Local Measurement Of Interfacial Interactions Using Ferromagnetic Resonance Force Microscopy

Multilayer structures incorporating nonmagnetic and ferromagnetic materials play an essential role in spintronic devices. Manipulation of the magnetization orientation in ferromagnets using adjacent nonmagnetic materials enables phenomena such as spin-torque driven magnetization switching and auto-oscillation. In order to improve the performance of spintronic devices, understanding of interfacial spin interactions is critical. Here we demonstrate detailed spatially resolved spectroscopic measurements obtained using ferromagnetic resonance force microscopy that provide a route to detailed understanding of spin interactions at normal-metal/ferromagnet interfaces.
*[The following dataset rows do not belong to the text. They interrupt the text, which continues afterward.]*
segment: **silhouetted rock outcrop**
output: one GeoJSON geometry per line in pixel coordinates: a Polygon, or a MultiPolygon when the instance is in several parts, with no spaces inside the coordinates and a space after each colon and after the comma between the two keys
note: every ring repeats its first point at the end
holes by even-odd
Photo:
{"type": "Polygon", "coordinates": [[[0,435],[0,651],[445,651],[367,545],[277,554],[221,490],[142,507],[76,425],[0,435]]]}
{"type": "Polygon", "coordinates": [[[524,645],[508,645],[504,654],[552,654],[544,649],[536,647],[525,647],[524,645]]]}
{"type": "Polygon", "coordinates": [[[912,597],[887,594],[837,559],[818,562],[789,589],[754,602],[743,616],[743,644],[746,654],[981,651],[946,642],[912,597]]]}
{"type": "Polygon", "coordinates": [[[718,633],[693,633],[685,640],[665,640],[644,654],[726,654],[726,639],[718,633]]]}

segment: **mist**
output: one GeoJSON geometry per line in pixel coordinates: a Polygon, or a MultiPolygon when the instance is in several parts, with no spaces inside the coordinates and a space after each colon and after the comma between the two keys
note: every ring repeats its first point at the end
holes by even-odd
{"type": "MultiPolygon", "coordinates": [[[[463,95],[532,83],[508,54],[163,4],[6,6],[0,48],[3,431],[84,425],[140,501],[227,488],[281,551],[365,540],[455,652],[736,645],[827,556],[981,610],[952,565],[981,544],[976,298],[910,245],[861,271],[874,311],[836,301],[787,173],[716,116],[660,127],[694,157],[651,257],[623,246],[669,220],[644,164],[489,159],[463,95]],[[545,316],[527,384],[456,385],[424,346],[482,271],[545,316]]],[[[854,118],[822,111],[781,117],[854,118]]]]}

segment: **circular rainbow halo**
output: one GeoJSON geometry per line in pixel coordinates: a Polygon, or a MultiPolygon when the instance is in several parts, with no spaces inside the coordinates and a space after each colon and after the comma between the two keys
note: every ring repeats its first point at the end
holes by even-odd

Our study reveals an unexpected 32-G uniaxial anisotropy field generated in a 20-nm-thick Y3Fe5O12 thin film as a consequence of such an interaction with a 5-nm Au overlayer. The use of the low-damping ferrimagnetic insulator Y3Fe5O12 enables imaging with multiple localized standing spin-wave modes (multimode imaging) confined by the micromagnetic tip. Multimode imaging not only improves the spatial resolution to be as fine as similar to 100 nm, but also potentially enables the contributions of distinct spin interactions to be disentangled. We further discuss in detail the evolution of the multiple localized modes as the probe scans across the internal field step at the edge of the Au film. These capabilities provide the foundation for high spectral and spatial resolution study of spin interactions at the interface between a ferromagnet and a small-volume non-magnetic material including atomically thin two-dimensional materials.